Negator_UK,
Believe it or not, this is something that has happened more than once in human history. Humans have always been fascinated with the unknown, and have gone through great peril to travel somewhere new. Often times ending up worse off than they were, or possibly dead. One excellent example that most of us computer gamers know about is The Oregon Trail. It was a very fun game where you had to manage a family trying to immigrate to Oregon via wagon and all the hardships that came along with it. It became sort of an internet meme not too far back, and spawned this shirt:
As funny as it is, it is also true to life. Many people travelling along the Oregon Trail died.

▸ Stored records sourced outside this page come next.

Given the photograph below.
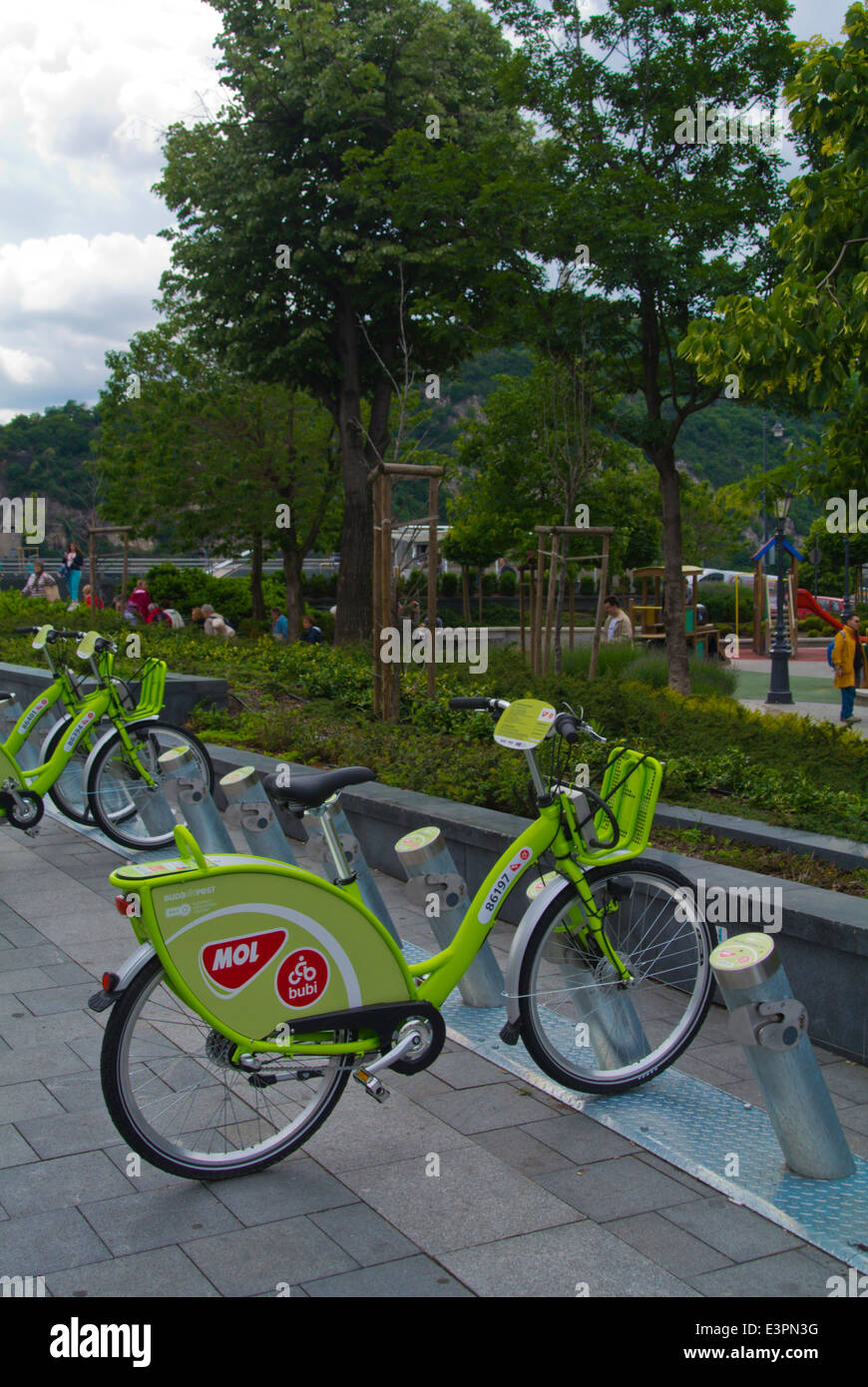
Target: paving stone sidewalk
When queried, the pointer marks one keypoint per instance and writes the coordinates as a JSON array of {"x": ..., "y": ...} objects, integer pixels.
[{"x": 468, "y": 1181}]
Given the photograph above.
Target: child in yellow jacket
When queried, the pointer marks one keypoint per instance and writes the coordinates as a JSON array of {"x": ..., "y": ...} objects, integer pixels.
[{"x": 849, "y": 664}]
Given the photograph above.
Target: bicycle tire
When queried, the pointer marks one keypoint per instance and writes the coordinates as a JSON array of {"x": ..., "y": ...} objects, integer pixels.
[
  {"x": 612, "y": 1037},
  {"x": 160, "y": 1084},
  {"x": 117, "y": 795}
]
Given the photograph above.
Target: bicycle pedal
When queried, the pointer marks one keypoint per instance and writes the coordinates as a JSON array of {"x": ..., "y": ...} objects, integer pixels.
[{"x": 372, "y": 1085}]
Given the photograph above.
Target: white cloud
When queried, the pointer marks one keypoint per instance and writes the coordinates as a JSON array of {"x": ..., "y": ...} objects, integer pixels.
[{"x": 64, "y": 301}]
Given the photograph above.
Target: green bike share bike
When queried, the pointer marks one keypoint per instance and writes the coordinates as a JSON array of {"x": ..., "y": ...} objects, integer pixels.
[
  {"x": 99, "y": 763},
  {"x": 256, "y": 988}
]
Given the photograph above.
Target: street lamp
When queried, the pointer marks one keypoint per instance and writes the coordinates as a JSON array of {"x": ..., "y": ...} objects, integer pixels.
[{"x": 781, "y": 651}]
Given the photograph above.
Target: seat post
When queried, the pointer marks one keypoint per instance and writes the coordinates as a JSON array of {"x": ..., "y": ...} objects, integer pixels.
[{"x": 338, "y": 857}]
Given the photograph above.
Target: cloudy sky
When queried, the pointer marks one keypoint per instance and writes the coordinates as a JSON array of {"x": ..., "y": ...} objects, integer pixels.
[{"x": 85, "y": 92}]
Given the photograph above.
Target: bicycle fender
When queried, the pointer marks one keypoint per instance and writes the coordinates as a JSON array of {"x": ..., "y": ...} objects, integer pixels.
[
  {"x": 125, "y": 974},
  {"x": 530, "y": 920}
]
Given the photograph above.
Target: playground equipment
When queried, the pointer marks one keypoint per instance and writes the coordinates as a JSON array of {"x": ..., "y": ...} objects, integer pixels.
[
  {"x": 384, "y": 609},
  {"x": 763, "y": 590},
  {"x": 701, "y": 636},
  {"x": 540, "y": 651}
]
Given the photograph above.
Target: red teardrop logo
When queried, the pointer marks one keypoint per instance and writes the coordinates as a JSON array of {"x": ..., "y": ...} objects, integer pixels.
[{"x": 231, "y": 963}]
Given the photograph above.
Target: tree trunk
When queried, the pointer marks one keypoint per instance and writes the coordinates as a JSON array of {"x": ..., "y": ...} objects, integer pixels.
[
  {"x": 255, "y": 579},
  {"x": 291, "y": 582},
  {"x": 562, "y": 579},
  {"x": 354, "y": 582},
  {"x": 672, "y": 582}
]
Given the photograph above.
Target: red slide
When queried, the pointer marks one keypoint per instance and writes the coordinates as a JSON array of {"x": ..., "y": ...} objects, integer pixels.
[{"x": 807, "y": 601}]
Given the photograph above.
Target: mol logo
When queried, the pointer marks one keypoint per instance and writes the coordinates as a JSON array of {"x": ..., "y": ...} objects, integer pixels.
[
  {"x": 301, "y": 978},
  {"x": 231, "y": 963}
]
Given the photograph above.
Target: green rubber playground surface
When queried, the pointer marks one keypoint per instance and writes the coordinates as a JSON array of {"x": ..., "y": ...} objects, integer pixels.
[{"x": 806, "y": 689}]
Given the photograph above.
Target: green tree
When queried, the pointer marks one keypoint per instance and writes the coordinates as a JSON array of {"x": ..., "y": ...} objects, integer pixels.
[
  {"x": 653, "y": 228},
  {"x": 366, "y": 153},
  {"x": 234, "y": 463},
  {"x": 807, "y": 338}
]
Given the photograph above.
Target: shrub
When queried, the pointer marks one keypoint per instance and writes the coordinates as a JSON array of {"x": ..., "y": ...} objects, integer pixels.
[{"x": 449, "y": 584}]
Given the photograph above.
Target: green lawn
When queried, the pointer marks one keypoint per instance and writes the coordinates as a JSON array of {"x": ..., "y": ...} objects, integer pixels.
[{"x": 807, "y": 689}]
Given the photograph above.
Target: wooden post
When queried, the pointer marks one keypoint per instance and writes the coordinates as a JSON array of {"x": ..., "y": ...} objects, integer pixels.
[
  {"x": 92, "y": 555},
  {"x": 550, "y": 604},
  {"x": 125, "y": 573},
  {"x": 537, "y": 621},
  {"x": 433, "y": 490},
  {"x": 522, "y": 611},
  {"x": 377, "y": 600},
  {"x": 595, "y": 644},
  {"x": 390, "y": 679}
]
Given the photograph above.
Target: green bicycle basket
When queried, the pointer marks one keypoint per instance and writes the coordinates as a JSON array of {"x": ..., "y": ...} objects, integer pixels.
[{"x": 632, "y": 785}]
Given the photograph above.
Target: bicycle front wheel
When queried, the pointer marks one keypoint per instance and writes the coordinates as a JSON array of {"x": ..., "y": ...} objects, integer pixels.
[
  {"x": 131, "y": 806},
  {"x": 583, "y": 1024},
  {"x": 174, "y": 1095},
  {"x": 68, "y": 792}
]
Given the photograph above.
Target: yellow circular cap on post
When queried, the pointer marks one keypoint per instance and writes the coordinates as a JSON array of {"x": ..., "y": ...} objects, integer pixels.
[
  {"x": 175, "y": 756},
  {"x": 745, "y": 960},
  {"x": 419, "y": 845}
]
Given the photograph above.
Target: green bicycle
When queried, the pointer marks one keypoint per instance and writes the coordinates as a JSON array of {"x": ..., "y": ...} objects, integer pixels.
[
  {"x": 258, "y": 988},
  {"x": 111, "y": 775},
  {"x": 64, "y": 691}
]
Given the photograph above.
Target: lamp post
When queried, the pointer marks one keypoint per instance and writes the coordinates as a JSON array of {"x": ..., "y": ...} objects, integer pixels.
[
  {"x": 847, "y": 611},
  {"x": 781, "y": 651}
]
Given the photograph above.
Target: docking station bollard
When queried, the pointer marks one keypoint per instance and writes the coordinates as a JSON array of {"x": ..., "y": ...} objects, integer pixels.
[
  {"x": 433, "y": 879},
  {"x": 330, "y": 818},
  {"x": 767, "y": 1020},
  {"x": 608, "y": 1021},
  {"x": 202, "y": 816},
  {"x": 256, "y": 817}
]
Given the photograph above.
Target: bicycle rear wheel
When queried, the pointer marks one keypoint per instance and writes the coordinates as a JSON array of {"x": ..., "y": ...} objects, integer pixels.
[
  {"x": 124, "y": 804},
  {"x": 177, "y": 1099},
  {"x": 68, "y": 792},
  {"x": 579, "y": 1021}
]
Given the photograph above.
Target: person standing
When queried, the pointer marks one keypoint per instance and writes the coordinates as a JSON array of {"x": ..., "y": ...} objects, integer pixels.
[
  {"x": 619, "y": 627},
  {"x": 849, "y": 665},
  {"x": 72, "y": 569}
]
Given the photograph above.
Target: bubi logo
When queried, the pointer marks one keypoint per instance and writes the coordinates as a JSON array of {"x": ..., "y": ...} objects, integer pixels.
[
  {"x": 301, "y": 978},
  {"x": 231, "y": 963}
]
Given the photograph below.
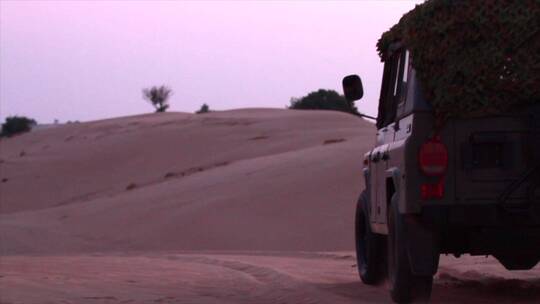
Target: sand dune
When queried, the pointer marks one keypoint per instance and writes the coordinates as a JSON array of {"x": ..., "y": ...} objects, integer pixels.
[
  {"x": 237, "y": 180},
  {"x": 243, "y": 206}
]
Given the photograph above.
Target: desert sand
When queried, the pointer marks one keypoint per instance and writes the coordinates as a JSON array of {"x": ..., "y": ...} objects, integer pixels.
[{"x": 243, "y": 206}]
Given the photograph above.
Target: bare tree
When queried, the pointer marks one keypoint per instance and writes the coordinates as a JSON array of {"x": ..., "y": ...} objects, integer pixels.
[{"x": 158, "y": 97}]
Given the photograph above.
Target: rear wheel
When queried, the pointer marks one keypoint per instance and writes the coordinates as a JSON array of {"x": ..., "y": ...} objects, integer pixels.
[
  {"x": 369, "y": 246},
  {"x": 404, "y": 285}
]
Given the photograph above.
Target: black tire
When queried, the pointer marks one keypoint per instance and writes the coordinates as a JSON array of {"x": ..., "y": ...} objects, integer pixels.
[
  {"x": 405, "y": 287},
  {"x": 369, "y": 246}
]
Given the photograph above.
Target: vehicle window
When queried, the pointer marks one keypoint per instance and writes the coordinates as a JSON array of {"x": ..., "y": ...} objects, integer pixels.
[
  {"x": 405, "y": 78},
  {"x": 395, "y": 90}
]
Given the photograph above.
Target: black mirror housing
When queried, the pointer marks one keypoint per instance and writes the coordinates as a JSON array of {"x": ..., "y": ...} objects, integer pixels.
[{"x": 352, "y": 88}]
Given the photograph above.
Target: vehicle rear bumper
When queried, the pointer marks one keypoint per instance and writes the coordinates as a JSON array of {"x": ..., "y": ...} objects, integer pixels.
[
  {"x": 485, "y": 215},
  {"x": 484, "y": 229}
]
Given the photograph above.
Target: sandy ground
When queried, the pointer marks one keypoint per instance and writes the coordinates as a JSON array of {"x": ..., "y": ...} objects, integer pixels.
[{"x": 245, "y": 206}]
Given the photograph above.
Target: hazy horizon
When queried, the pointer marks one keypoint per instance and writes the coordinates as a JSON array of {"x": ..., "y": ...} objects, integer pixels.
[{"x": 89, "y": 60}]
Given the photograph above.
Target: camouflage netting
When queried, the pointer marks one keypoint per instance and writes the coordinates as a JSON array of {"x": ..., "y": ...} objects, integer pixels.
[{"x": 474, "y": 58}]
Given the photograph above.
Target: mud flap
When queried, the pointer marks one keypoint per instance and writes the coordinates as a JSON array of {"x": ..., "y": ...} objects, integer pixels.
[{"x": 422, "y": 247}]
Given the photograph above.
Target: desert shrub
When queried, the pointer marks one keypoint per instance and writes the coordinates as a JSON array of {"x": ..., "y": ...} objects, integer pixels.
[
  {"x": 16, "y": 124},
  {"x": 204, "y": 109},
  {"x": 158, "y": 97},
  {"x": 323, "y": 100}
]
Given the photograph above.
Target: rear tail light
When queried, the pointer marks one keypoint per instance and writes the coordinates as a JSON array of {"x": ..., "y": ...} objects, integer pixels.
[
  {"x": 432, "y": 191},
  {"x": 433, "y": 157}
]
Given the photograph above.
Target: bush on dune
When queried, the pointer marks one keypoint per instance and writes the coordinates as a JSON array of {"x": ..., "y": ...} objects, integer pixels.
[
  {"x": 204, "y": 109},
  {"x": 16, "y": 125},
  {"x": 158, "y": 97}
]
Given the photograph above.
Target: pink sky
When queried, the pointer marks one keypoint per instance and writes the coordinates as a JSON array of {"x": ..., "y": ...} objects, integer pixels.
[{"x": 76, "y": 60}]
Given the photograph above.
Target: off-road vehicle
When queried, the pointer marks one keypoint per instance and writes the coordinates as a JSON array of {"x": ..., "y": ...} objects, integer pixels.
[{"x": 468, "y": 186}]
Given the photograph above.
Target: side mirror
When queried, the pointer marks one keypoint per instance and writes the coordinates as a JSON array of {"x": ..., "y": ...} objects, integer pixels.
[{"x": 352, "y": 88}]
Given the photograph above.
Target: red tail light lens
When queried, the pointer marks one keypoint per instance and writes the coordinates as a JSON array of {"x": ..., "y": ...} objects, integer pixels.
[
  {"x": 432, "y": 191},
  {"x": 433, "y": 157}
]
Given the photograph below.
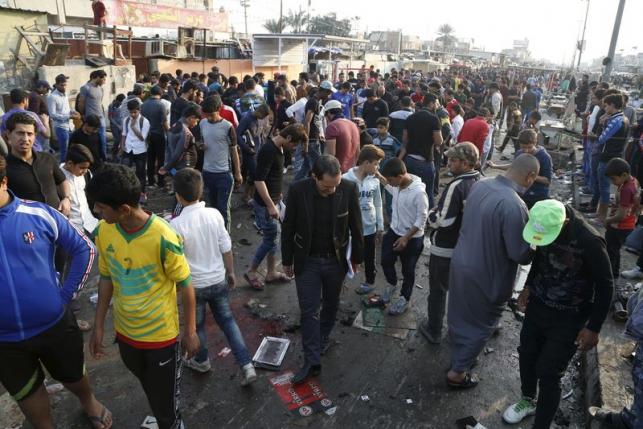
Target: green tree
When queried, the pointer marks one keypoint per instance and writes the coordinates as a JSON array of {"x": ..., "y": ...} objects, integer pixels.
[
  {"x": 297, "y": 21},
  {"x": 275, "y": 25},
  {"x": 445, "y": 35},
  {"x": 330, "y": 25}
]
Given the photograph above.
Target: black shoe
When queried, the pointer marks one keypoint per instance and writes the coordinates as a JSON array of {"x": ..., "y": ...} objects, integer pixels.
[
  {"x": 431, "y": 337},
  {"x": 306, "y": 371},
  {"x": 325, "y": 345}
]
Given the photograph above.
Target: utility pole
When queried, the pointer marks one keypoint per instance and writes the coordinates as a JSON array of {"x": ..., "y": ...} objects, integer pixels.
[
  {"x": 582, "y": 41},
  {"x": 610, "y": 55},
  {"x": 281, "y": 16},
  {"x": 245, "y": 4}
]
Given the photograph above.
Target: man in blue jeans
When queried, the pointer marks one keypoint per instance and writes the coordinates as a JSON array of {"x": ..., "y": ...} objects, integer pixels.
[
  {"x": 322, "y": 217},
  {"x": 208, "y": 250},
  {"x": 422, "y": 133},
  {"x": 267, "y": 202},
  {"x": 90, "y": 102},
  {"x": 405, "y": 238}
]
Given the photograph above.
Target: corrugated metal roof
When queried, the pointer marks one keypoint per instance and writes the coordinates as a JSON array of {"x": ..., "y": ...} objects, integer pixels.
[{"x": 17, "y": 9}]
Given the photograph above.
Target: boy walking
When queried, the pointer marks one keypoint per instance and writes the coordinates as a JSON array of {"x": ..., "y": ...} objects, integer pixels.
[
  {"x": 370, "y": 201},
  {"x": 391, "y": 147},
  {"x": 405, "y": 238},
  {"x": 209, "y": 252},
  {"x": 267, "y": 200},
  {"x": 622, "y": 219},
  {"x": 142, "y": 266}
]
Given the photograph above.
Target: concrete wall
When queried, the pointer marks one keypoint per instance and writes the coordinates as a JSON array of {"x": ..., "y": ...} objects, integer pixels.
[
  {"x": 10, "y": 19},
  {"x": 120, "y": 79}
]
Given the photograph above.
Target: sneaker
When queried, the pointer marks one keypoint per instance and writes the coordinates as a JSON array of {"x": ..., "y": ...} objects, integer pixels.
[
  {"x": 249, "y": 374},
  {"x": 633, "y": 274},
  {"x": 201, "y": 367},
  {"x": 398, "y": 307},
  {"x": 431, "y": 337},
  {"x": 515, "y": 413},
  {"x": 364, "y": 288},
  {"x": 389, "y": 290}
]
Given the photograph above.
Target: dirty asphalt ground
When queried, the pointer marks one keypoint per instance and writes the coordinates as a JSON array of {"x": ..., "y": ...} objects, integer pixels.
[{"x": 387, "y": 369}]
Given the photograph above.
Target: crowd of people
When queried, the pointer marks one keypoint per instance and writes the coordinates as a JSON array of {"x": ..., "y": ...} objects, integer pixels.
[{"x": 367, "y": 152}]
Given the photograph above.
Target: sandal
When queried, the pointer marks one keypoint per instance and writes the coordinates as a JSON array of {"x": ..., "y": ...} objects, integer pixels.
[
  {"x": 83, "y": 325},
  {"x": 100, "y": 422},
  {"x": 468, "y": 382},
  {"x": 254, "y": 283},
  {"x": 280, "y": 278}
]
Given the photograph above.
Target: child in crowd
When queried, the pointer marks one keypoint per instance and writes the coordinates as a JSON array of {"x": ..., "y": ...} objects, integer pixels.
[
  {"x": 391, "y": 147},
  {"x": 209, "y": 252},
  {"x": 134, "y": 142},
  {"x": 527, "y": 140},
  {"x": 79, "y": 162},
  {"x": 405, "y": 238},
  {"x": 370, "y": 201},
  {"x": 181, "y": 150},
  {"x": 142, "y": 266},
  {"x": 87, "y": 135},
  {"x": 624, "y": 213}
]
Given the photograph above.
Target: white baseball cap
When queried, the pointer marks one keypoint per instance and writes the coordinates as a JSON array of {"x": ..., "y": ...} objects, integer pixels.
[{"x": 332, "y": 104}]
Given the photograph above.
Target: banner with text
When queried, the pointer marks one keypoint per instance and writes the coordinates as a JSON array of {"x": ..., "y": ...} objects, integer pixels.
[{"x": 131, "y": 13}]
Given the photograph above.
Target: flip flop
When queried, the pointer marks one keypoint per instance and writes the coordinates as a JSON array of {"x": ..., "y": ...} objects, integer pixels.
[
  {"x": 100, "y": 422},
  {"x": 84, "y": 325},
  {"x": 254, "y": 283},
  {"x": 281, "y": 278},
  {"x": 468, "y": 382}
]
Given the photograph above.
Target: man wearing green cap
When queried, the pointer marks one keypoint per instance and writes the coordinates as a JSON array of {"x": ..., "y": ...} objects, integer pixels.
[{"x": 566, "y": 298}]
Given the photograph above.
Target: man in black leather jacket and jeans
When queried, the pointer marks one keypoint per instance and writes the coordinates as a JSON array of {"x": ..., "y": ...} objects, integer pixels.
[{"x": 323, "y": 219}]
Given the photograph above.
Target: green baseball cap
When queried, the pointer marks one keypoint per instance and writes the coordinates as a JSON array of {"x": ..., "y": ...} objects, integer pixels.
[{"x": 546, "y": 219}]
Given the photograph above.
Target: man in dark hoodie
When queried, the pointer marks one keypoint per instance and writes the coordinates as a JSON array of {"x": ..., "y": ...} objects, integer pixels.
[{"x": 566, "y": 298}]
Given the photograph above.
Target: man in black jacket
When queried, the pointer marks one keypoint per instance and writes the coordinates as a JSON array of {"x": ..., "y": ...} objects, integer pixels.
[
  {"x": 322, "y": 217},
  {"x": 567, "y": 296},
  {"x": 445, "y": 219}
]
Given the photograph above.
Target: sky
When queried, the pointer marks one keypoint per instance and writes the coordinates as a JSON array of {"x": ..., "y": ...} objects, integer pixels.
[{"x": 552, "y": 26}]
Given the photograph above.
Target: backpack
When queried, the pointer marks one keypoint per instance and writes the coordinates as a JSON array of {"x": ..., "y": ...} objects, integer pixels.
[{"x": 140, "y": 124}]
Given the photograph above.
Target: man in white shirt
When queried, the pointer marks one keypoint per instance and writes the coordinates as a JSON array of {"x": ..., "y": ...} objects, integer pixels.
[
  {"x": 457, "y": 122},
  {"x": 79, "y": 160},
  {"x": 208, "y": 250},
  {"x": 61, "y": 114},
  {"x": 134, "y": 142}
]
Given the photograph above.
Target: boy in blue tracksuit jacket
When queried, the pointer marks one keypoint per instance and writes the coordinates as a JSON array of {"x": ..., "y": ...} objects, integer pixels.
[
  {"x": 37, "y": 328},
  {"x": 370, "y": 201}
]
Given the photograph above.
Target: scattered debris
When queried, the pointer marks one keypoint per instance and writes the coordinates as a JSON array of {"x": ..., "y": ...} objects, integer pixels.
[
  {"x": 224, "y": 352},
  {"x": 149, "y": 423},
  {"x": 331, "y": 411},
  {"x": 302, "y": 400},
  {"x": 271, "y": 353},
  {"x": 54, "y": 388}
]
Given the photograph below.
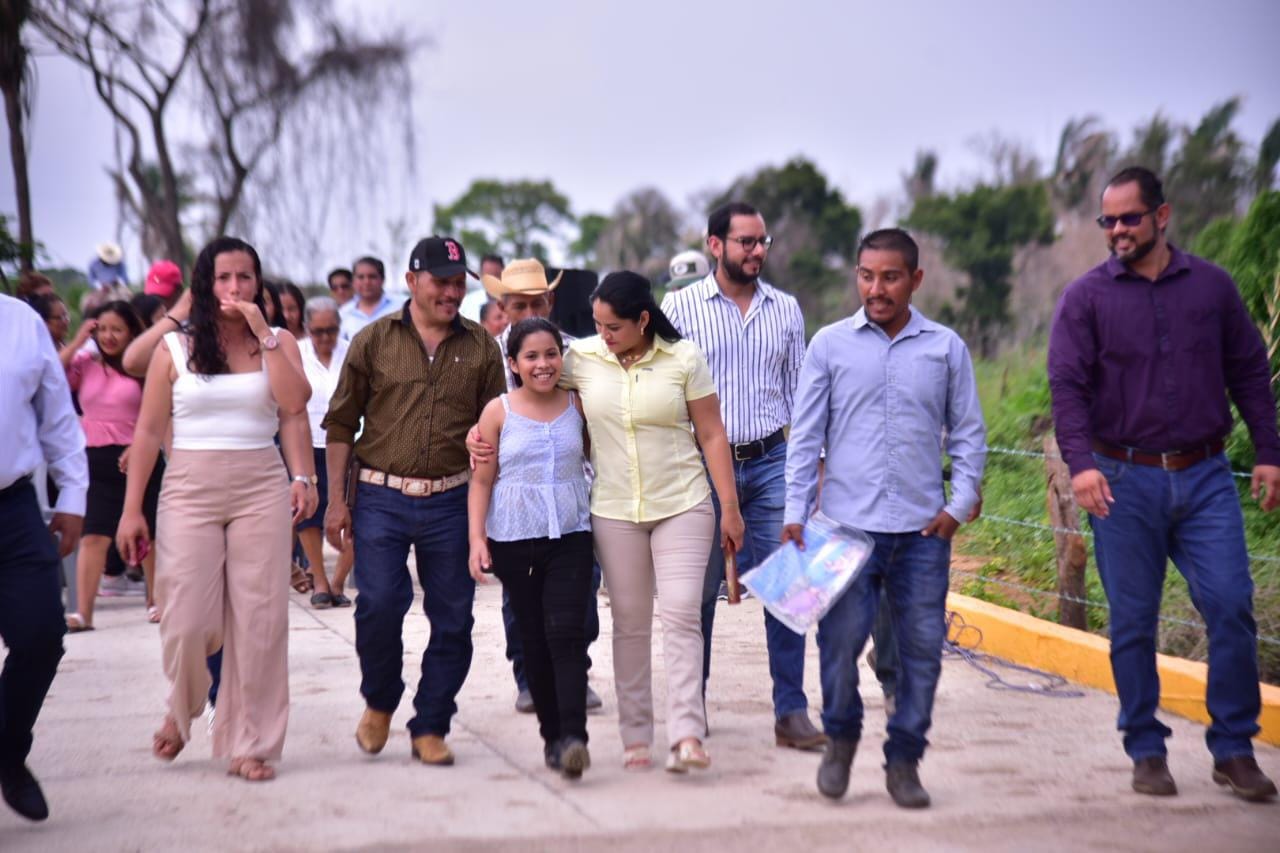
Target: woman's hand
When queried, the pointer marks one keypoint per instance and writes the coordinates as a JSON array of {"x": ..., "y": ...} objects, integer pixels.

Also Magellan was given credit for the first single voyage circumnavigation of the globe (they named the small body of water where South America and Antartica are the closest the Straights of Magellan.) However did you know that while his ship circumnavigated the globe, he did not? Magellan died before the trip was complete, but his crew sailed on.
So while you are trying to invoke some humour into the situation, your kinda stumbled into an excellent point. Often times humans spend enormious amounts of money, and sometimes their lives, for something that doesn't exst or something futile.
Another great example is Mars. We've all been speculating that there might be life on mars. Well we sent many devices up there only to find out that there is no life. How? Many of these devices had/have some sort of scanning device that can scan for life in one way or another. We came up empty. Our desire to not be alone in the immediate universe caused us to waste tons of money on a device to search for life where there is none. And don't think we won't do it again! Titan, Jupiter's largest moon, is next. Now that the whole "Mars has life!" fiasco is dead (sorry for the bad pun

) people have moved onto "Titan has life!"
My point is, humans waste a lot of resources, including our own lives, on silly things. But that's our nature; to seek out and explore that which we don't know. Often times that means doing something wrong 100 times so we can discover 100 ways to not do something.